Bu ortada, Lübnanlı bir güvenlik yetkilisi, gaye alınan dairede bir Cemaati İslamiyye yetkilisinin yaşadığını tez etti.

Filistin’in Birleşmiş Milletler (BM) Daimi Temsilcisi Riyad Mansur, Gazze’ye mevt ve yıkım saçtıktan sonra İsrail Başbakanı Binyamin Netanyahu’nun artık de Gazze’yi “parçalara ayırdığını” belirtti.
Netanyahu’nun bölgeyi parçalayarak toprakları ilhak etmeye yönelik planlarını açıkça ve çekincesiz bir biçimde duyurduğuna dikkati çeken Mansur, İsrail önderlerinin birebir vakitte “gönüllü göç” ismi altında Filistinlilerin zorla yerinden edilmesini teşvik etmeye devam ettiklerini lisana getirdi.

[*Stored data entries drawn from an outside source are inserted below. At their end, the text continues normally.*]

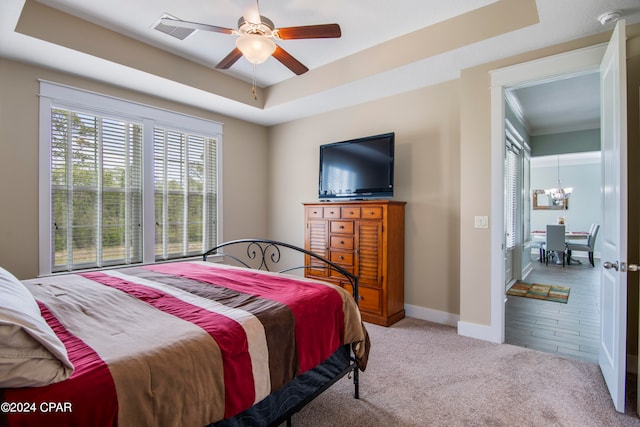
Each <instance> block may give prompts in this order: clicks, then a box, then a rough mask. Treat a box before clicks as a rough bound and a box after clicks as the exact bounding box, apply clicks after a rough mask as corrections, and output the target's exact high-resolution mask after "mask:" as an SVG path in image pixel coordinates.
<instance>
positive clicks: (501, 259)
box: [489, 43, 607, 343]
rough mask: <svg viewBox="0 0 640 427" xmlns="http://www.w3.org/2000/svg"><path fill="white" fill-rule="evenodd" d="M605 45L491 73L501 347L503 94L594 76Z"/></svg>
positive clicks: (522, 64) (559, 55)
mask: <svg viewBox="0 0 640 427" xmlns="http://www.w3.org/2000/svg"><path fill="white" fill-rule="evenodd" d="M606 46H607V44H606V43H603V44H599V45H595V46H590V47H586V48H583V49H577V50H573V51H570V52H565V53H561V54H558V55H553V56H549V57H546V58H541V59H537V60H534V61H529V62H525V63H522V64H516V65H512V66H509V67H505V68H501V69H497V70H493V71H491V73H490V75H491V165H492V167H491V194H492V196H491V217H492V223H493V224H496V225H497V226H495V227H491V326H490V331H489V334H490V340H491V341H493V342H496V343H504V336H505V333H504V328H505V304H504V303H505V292H504V277H505V275H504V248H505V240H504V161H503V159H504V150H505V147H504V132H505V125H504V118H505V90H506V89H507V88H511V87H515V86H520V87H524V86H529V85H535V84H539V83H542V82H545V81H552V80H556V79H559V78H563V77H565V76H568V75H579V74H581V73H589V72H596V71H597V70H599V68H600V62H601V61H602V58H603V56H604V52H605V49H606Z"/></svg>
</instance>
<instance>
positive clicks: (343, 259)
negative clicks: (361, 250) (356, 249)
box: [330, 251, 353, 265]
mask: <svg viewBox="0 0 640 427" xmlns="http://www.w3.org/2000/svg"><path fill="white" fill-rule="evenodd" d="M330 260H331V262H334V263H336V264H340V265H353V252H333V251H332V252H331V258H330Z"/></svg>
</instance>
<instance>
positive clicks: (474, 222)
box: [474, 216, 489, 228]
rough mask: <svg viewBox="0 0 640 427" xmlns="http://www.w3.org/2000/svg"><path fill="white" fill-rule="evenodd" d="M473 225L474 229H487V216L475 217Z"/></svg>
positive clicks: (488, 218)
mask: <svg viewBox="0 0 640 427" xmlns="http://www.w3.org/2000/svg"><path fill="white" fill-rule="evenodd" d="M474 225H475V227H476V228H489V217H488V216H476V217H475V218H474Z"/></svg>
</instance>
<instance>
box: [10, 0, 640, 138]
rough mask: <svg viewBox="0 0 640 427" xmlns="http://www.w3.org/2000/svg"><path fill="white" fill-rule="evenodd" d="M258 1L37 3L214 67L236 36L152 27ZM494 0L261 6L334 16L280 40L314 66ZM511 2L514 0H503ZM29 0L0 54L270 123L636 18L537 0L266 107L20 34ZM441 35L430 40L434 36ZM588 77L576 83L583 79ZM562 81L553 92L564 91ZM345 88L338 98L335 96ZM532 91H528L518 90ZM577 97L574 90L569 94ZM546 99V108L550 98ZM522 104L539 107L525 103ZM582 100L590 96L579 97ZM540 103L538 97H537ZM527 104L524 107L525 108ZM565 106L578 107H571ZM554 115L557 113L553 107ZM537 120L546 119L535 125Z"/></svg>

Dünyanın dört bir yanından gelen yansılara karşın İsrail’e karşı bu siyasetlerini durdurmaya yönelik tesirli bir baskının hala uygulanamamasına reaksiyon gösteren Mansur, şöyle devam etti:
“Filistin halkı, İsrail’in cezasız kalma durumunun ne vakit sona ereceğini ve ömürlerinin memleketler arası toplumun harekete geçmesini sağlayacak kadar kıymetli olup olmadığını sorguluyor. Bu ümitsizlik, geçtiğimiz günlerde bir çocuğun bombardımanda yıkılan konutunun akabinde bir kameramana bağırarak söylediği sözlerle özetlendi: ‘Ne çekiyorsun? Ne için? Kimse bizi görmüyor.'”
Mansur, milletlerarası toplumun ve BMGK’nın Filistin halkının kanını, gözyaşlarını, parçalanmış hayatlarını gördüklerine işaret ederek, “Bunlar sizi etkiliyor, biliyorum. Lakin Filistin halkı için değerli olan, sadece sizin etkilenmeniz değil, harekete geçmenizdir.” diye konuştu.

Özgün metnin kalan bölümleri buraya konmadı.